Dalam penyidikan terbaru, Kejati Sultra telah menetapkan lima tersangka yang berasal dari pihak perusahaan, seperti PT Pandu Citra Mulia (PCM), PT Kurnia Mining Resources (KMR), PT Alam Mitra Indah Nugraha (AMIN), hingga oknum dari Syahbandar Kolaka. Langkah ini menunjukkan keseriusan penegak hukum dalam menindak pelanggaran yang merugikan negara, khususnya di sektor pertambangan nikel yang menjadi tulang punggung ekonomi daerah.

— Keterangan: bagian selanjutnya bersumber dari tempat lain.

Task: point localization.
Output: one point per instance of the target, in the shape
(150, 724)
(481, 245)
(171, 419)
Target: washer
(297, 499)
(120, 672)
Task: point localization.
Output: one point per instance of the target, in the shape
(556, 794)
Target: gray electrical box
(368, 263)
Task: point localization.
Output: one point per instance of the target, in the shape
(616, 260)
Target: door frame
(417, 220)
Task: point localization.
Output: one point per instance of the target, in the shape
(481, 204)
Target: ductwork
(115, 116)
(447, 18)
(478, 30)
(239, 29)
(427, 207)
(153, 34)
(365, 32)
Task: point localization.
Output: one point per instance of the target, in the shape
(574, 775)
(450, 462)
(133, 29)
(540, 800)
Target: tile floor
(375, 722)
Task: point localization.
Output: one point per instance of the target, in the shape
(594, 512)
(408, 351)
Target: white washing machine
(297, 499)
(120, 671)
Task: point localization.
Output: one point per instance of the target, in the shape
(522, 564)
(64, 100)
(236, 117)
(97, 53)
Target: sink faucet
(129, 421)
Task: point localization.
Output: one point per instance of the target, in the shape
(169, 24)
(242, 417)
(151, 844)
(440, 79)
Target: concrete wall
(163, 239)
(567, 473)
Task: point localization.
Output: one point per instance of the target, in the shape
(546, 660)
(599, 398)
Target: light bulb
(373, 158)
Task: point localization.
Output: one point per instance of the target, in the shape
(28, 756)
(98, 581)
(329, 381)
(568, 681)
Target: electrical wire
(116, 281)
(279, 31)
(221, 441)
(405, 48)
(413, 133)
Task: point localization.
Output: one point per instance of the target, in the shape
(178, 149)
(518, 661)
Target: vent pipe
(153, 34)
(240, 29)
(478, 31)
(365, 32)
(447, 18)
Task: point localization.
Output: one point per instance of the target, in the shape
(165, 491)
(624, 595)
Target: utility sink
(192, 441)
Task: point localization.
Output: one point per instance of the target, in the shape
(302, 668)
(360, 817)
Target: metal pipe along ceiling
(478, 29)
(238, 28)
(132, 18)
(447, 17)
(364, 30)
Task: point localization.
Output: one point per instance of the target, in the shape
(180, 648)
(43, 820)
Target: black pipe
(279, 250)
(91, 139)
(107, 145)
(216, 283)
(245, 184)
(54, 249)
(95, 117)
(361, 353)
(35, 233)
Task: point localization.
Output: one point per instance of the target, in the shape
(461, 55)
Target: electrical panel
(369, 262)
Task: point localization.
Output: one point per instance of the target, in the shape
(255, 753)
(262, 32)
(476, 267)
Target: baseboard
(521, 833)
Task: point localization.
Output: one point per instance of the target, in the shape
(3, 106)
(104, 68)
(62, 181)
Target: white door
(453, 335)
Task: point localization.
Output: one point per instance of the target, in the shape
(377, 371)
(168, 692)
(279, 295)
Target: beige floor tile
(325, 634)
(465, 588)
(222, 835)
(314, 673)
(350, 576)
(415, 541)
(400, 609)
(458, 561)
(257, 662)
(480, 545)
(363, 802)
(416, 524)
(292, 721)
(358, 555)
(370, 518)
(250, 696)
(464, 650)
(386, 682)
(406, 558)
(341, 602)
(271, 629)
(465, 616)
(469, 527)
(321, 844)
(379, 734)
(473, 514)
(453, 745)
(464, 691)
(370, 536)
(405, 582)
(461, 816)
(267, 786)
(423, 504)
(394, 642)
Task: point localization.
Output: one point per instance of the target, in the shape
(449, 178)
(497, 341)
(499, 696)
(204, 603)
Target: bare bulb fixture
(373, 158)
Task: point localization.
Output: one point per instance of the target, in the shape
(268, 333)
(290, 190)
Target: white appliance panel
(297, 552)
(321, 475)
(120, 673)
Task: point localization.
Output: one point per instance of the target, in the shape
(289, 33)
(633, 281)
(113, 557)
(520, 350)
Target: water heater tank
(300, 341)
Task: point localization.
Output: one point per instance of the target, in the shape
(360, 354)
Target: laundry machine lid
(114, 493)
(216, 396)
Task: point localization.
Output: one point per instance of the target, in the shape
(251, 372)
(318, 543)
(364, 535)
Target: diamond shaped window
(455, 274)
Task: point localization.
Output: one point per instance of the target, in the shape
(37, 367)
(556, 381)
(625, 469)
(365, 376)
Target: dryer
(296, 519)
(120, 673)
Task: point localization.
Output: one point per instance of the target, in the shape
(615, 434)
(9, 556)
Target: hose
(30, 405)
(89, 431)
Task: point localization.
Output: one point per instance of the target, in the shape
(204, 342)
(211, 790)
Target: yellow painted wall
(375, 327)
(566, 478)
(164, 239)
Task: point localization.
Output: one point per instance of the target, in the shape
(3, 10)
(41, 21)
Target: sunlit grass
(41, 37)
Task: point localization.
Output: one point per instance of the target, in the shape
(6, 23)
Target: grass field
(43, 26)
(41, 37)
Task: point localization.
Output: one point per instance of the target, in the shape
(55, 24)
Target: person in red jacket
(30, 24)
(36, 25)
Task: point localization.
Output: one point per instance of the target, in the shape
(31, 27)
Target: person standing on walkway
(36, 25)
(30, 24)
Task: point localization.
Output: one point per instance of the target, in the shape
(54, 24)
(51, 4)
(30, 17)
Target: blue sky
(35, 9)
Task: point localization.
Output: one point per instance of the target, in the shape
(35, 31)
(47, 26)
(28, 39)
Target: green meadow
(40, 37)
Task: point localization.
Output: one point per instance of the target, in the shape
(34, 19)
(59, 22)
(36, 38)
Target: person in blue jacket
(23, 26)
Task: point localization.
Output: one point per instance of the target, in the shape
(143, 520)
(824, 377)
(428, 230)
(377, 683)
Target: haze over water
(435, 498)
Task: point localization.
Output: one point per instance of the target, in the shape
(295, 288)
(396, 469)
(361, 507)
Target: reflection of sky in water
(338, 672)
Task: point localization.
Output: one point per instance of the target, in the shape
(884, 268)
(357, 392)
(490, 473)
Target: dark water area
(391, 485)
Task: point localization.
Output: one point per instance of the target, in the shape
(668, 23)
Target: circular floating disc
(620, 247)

Namun yang menarik, muncul indikasi upaya untuk “mencari kambing hitam” dalam pusaran kasus ini. Kepala Wilayah Kerja (Kawilker) Pelabuhan Kolaka Utara disebut-sebut sebagai pihak yang turut bertanggung jawab, padahal jika dicermati secara teknis dan sistem, tudingan tersebut terkesan dipaksakan.
Memahami Alur dan Peran Para Pihak
Berdasarkan informasi yang berkembang, dugaan tindak pidana korupsi ini terjadi pada 2023. Saat itu, ore nikel yang berasal dari WIUP PT PCM diduga ditambang secara ilegal dan dikeluarkan melalui terminal khusus milik PT KMR. Parahnya, proses pengiriman tersebut memanfaatkan “dokumen terbang” milik PT AMIN dan difasilitasi oleh Surat Persetujuan Berlayar (SPB) yang diterbitkan oleh KUPP Kelas III Kolaka.
Pertanyaannya, apa peran Kawilker Pelabuhan Kolaka Utara dalam alur tersebut? Harus digarisbawahi bahwa penerbitan SPB sepenuhnya berada di bawah kewenangan KUPP Kelas III Kolaka, bukan Kawilker. Semua proses kini terintegrasi secara online melalui sistem Inaportnet bukan lagi manual seperti dulu dan hanya pejabat berwenang di KUPP yang dapat menerbitkan persetujuan berlayar melalui sistem barcode perhubungan.
Waspadai Akal-Akalan Pemalsuan Data
Dalam proses ini, justru yang perlu didalami adalah kemungkinan adanya manipulasi data di sistem Inaportnet. Jika benar dokumen yang digunakan PT AMIN untuk meloloskan ore berasal dari hasil pemalsuan atau rekayasa, maka penyidik Kejati Sultra seharusnya fokus pada oknum-oknum yang menginput data palsu dan menyetujui proses itu di balik layar.
Terminal umum milik PT KMR pun, menurut informasi, belum mendapat persetujuan resmi dari Direktorat Jenderal Perhubungan Laut untuk digunakan oleh PT AMIN. Maka jika tetap digunakan, ini menunjukkan adanya praktik “kongkalikong” yang melibatkan pihak tertentu di internal KUPP Kolaka.
Tegakkan Hukum, Jangan Korbankan yang Tak Bersalah
Alih-alih mengambinghitamkan Kawilker Pelabuhan Kolaka Utara yang hanya menjalankan tugas administratif dan tidak memiliki kewenangan penuh dalam penerbitan dokumen pelayaran, penegak hukum harus objektif dan transparan dalam mengungkap aktor intelektual di balik praktik ilegal ini.
Penegakan hukum harus dilakukan berdasarkan fakta dan peran nyata, bukan asumsi atau tekanan pihak-pihak yang ingin menyelamatkan diri dengan mengorbankan orang lain. Ini penting agar upaya pemberantasan korupsi di sektor pertambangan tidak ternodai oleh intrik dan kepentingan sesaat.